Max Verstappen’s Nürburgring 24 victory hopes collapse after late Mercedes problem
17/05/2026
At the time of writing, the car has not been officially retired.
After almost 21 hours of front-running pace, the #3 Mercedes-AMG Team Verstappen Racing entry has lost its realistic chance of winning the 2026 Nürburgring 24 Hours following a technical problem at the right-rear of the car.
From control to crisis
The #3 Mercedes had been one of the defining cars of the race. Verstappen, Juncadella, Jules Gounon and Lucas Auer had placed themselves firmly in the fight for overall victory, running at the front deep into the final quarter of the race. That is what makes this moment so painful.
Just a mechanical problem arriving at the worst possible moment. Reports from the pit lane point towards an issue around the right-rear, possibly linked to the driveshaft area. That kind of repair is rarely quick, especially this late in a 24-hour race where every minute lost feels like a full chapter disappearing.
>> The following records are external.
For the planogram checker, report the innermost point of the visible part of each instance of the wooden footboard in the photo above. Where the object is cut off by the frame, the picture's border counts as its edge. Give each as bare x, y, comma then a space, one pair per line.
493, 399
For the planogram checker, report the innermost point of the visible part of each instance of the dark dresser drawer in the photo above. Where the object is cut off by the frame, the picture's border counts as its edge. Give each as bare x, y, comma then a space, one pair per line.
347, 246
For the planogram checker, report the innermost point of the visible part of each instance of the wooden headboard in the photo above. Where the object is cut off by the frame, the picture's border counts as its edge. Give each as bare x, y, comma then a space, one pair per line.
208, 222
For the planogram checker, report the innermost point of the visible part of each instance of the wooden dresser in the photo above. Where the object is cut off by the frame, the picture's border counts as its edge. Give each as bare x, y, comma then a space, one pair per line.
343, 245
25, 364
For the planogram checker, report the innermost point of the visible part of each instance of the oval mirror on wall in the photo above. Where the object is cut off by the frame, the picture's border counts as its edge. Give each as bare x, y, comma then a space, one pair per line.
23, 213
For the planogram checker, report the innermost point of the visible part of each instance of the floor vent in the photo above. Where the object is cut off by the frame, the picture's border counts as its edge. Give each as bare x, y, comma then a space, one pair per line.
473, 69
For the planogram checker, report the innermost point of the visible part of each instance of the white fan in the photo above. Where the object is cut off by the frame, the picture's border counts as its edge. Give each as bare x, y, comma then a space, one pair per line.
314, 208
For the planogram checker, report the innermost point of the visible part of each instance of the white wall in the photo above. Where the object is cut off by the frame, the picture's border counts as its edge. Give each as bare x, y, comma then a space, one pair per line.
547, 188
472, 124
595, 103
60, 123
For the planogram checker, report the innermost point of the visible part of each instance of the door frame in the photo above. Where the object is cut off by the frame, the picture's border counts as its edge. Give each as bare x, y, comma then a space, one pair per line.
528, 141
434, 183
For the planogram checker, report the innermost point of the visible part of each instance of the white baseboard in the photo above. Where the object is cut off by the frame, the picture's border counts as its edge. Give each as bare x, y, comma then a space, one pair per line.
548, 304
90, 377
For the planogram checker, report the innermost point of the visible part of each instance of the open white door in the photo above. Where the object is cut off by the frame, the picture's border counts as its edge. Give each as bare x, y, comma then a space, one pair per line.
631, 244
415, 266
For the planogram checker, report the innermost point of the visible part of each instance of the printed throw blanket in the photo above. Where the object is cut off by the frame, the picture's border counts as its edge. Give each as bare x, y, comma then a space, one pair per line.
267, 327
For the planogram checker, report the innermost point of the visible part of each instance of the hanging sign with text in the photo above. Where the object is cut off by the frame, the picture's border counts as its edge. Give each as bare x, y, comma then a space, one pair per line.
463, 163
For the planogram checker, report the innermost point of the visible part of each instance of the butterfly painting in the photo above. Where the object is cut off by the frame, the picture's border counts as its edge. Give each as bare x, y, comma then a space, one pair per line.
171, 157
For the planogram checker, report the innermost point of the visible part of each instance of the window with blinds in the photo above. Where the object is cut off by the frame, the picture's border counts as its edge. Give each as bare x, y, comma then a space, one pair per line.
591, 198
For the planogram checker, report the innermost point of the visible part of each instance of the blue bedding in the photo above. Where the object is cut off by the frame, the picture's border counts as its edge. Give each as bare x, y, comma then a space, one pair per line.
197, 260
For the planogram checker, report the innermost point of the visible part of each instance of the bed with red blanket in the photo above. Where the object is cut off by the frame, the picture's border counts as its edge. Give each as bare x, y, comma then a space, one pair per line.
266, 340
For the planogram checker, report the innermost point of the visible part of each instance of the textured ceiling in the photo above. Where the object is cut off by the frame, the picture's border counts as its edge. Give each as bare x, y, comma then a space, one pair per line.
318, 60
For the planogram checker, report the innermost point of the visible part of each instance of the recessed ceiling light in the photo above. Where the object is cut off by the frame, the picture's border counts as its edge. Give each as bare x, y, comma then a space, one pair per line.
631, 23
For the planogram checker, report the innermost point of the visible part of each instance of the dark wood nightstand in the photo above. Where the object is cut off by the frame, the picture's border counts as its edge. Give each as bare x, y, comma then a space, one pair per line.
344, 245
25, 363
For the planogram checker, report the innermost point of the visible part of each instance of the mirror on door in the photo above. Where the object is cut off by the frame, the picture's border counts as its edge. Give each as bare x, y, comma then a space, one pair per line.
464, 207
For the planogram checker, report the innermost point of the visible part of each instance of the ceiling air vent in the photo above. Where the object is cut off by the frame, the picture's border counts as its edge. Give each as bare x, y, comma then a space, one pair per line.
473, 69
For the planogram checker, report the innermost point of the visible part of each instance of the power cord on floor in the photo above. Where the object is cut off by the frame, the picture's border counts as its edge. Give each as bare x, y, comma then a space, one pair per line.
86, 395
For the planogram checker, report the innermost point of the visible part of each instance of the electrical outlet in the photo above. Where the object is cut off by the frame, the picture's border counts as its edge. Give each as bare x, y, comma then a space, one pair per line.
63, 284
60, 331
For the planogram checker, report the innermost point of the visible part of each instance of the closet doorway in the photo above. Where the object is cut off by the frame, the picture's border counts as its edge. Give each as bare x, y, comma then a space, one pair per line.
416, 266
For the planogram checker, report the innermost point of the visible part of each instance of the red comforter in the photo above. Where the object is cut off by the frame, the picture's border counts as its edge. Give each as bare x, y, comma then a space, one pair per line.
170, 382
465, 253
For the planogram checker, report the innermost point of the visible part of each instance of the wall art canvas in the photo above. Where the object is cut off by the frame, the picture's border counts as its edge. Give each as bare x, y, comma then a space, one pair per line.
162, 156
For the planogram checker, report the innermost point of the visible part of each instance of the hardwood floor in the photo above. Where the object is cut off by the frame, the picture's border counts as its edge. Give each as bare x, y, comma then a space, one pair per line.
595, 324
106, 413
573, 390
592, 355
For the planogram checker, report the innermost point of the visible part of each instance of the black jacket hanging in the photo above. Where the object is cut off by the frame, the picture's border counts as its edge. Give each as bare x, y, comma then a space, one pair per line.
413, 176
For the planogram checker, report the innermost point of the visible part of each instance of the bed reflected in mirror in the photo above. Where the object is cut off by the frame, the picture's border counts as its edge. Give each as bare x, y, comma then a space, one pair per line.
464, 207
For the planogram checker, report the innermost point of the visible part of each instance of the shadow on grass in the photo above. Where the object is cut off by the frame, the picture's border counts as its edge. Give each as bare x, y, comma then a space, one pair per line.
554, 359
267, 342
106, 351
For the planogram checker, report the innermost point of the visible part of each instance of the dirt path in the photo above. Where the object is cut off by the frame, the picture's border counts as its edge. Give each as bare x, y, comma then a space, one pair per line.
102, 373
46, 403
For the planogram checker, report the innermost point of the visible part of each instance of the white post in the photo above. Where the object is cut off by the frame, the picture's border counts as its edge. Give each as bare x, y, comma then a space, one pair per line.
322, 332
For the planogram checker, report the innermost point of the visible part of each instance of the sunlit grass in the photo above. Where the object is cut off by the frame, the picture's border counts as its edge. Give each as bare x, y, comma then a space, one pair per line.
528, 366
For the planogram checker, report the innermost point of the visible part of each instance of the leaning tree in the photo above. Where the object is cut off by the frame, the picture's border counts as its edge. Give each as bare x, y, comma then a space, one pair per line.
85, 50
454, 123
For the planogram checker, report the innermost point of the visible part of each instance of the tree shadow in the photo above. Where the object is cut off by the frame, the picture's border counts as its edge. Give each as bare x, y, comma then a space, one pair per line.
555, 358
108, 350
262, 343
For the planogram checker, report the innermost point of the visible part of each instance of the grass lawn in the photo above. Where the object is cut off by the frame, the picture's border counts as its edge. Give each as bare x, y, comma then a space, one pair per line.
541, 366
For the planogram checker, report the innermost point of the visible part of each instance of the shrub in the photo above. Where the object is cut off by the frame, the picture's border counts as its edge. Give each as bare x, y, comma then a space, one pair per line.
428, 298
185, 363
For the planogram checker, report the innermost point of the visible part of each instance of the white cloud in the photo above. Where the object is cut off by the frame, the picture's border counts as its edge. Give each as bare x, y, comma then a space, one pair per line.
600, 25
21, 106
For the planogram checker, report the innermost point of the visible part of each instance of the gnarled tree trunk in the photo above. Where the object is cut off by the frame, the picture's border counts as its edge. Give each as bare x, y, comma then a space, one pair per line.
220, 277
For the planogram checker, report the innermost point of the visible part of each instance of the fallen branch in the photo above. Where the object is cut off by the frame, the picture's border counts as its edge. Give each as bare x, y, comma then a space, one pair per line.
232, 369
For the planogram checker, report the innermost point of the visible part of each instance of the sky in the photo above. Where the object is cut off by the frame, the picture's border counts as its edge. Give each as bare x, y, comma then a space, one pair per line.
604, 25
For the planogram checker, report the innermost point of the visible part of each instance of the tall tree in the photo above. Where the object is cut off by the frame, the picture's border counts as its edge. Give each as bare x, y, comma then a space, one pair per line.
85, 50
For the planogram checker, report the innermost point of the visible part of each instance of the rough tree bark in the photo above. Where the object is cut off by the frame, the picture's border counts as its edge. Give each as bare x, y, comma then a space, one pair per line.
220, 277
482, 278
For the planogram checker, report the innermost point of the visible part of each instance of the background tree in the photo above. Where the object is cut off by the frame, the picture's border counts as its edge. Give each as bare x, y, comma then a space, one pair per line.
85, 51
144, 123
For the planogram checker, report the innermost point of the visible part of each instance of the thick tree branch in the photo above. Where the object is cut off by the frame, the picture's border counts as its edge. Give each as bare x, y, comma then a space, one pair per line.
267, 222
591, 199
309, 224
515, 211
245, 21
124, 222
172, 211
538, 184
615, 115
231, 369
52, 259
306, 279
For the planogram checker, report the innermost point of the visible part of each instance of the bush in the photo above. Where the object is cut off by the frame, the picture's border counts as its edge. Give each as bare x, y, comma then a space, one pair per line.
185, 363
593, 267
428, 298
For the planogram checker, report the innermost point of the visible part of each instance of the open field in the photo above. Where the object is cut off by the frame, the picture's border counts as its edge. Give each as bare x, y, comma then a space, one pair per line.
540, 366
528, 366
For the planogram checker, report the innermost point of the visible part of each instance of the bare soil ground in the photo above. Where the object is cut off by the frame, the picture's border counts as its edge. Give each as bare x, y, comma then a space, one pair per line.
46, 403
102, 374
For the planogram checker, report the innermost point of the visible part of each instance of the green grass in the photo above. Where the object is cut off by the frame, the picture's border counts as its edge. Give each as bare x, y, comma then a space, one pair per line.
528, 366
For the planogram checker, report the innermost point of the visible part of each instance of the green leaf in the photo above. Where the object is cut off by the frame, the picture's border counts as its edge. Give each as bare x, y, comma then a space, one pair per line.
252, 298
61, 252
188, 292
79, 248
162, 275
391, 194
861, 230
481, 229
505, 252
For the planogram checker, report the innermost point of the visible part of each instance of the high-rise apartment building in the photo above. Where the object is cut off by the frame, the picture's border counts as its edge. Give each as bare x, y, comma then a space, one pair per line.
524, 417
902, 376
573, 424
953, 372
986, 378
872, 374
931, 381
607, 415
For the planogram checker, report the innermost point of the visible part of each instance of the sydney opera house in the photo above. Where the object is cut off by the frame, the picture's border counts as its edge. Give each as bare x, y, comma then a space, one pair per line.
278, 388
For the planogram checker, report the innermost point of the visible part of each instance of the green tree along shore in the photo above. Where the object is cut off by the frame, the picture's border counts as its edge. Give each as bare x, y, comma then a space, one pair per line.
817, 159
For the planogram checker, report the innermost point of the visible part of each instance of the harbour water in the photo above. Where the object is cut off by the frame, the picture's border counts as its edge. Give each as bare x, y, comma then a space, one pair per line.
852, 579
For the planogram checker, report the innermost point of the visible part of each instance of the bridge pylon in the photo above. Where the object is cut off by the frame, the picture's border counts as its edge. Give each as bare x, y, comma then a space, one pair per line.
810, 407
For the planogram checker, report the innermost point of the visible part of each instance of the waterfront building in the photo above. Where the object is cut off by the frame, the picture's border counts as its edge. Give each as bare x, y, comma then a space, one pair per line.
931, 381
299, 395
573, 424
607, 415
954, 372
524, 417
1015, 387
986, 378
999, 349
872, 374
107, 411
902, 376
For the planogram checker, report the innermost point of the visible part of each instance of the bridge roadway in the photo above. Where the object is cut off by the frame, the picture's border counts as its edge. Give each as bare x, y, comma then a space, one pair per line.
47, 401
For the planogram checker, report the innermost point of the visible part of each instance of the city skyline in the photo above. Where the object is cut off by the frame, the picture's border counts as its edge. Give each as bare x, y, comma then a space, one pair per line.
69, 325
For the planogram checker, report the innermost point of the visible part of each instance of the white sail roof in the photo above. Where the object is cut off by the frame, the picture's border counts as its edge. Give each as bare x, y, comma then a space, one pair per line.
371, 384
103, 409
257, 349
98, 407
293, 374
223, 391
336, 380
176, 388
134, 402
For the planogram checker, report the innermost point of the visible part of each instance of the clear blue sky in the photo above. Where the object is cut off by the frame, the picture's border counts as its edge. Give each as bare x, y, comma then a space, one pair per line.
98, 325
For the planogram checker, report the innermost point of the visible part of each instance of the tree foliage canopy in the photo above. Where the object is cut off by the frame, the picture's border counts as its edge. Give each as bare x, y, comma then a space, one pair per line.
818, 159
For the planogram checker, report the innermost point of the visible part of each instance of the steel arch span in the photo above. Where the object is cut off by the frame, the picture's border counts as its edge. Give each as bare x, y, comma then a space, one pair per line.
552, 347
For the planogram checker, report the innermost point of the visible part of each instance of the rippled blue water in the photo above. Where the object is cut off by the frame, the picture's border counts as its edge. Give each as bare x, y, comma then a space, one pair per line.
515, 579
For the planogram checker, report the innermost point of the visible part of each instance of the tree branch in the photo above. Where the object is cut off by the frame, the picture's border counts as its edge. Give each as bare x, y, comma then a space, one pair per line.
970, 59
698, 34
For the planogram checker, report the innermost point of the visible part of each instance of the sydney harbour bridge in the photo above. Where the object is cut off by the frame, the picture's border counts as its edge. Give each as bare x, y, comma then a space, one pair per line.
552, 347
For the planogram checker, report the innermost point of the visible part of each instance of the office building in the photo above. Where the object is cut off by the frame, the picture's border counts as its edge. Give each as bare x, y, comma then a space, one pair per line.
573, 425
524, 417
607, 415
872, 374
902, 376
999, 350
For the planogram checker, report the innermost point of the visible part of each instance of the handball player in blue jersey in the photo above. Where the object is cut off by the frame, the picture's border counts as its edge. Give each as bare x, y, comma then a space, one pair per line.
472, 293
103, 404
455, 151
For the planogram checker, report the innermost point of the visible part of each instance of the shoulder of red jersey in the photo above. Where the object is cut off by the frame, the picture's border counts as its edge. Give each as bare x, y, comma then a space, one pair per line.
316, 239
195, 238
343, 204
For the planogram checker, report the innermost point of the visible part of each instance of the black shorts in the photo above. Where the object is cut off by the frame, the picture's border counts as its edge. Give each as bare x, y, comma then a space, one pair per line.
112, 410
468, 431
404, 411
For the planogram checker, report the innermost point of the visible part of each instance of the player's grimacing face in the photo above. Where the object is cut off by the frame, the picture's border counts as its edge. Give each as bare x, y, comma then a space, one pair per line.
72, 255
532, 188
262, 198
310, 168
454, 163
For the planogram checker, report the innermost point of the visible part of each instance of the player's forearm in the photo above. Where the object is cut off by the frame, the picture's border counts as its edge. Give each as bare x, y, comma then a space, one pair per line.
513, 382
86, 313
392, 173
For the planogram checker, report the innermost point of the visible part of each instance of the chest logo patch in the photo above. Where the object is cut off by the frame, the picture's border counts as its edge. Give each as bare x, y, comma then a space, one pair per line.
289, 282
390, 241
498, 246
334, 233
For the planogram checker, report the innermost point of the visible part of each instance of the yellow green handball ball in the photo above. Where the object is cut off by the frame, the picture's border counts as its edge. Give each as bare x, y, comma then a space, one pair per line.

A debut that deserved more
The Formula 1 world champion came with a serious line-up, a serious team and a serious chance. During the race, he looked exactly like you would expect: fast, controlled, aggressive when needed and completely convincing in GT3 machinery.
Racing at the Nürburgring is not just about speed. It is about traffic, darkness, Code 60 zones, weather, patience and survival on a 25-kilometre circuit that punishes everything. Verstappen looked like he belonged here.
Will the #3 Mercedes return to the track?
In endurance racing, teams often still try to repair the car and send it back out, even when the win is gone. Finishing the Nürburgring 24 Hours still matters. It gives the team data, honours the work of the mechanics and drivers, and sometimes still delivers a classified result if enough laps have been completed.
The #80 Mercedes-AMG Team Ravenol moved into the prime position, while the #84 Lamborghini also gained as the #3 car remained in the garage. With just over three hours remaining, every lap lost is almost impossible to recover.
AutoNext Take
For almost 21 hours, the #3 Mercedes did nearly everything right. Verstappen was fast. The team looked sharp. The car had the pace. The story was almost too good: an F1 world champion fighting for overall victory on his Nürburgring 24 debut.
Then a mechanical issue turned the whole thing upside down. No heroic last-lap fight. No grand finale. Just a slow return to the pits, mechanics around the rear of the car and the painful realisation that the win has disappeared.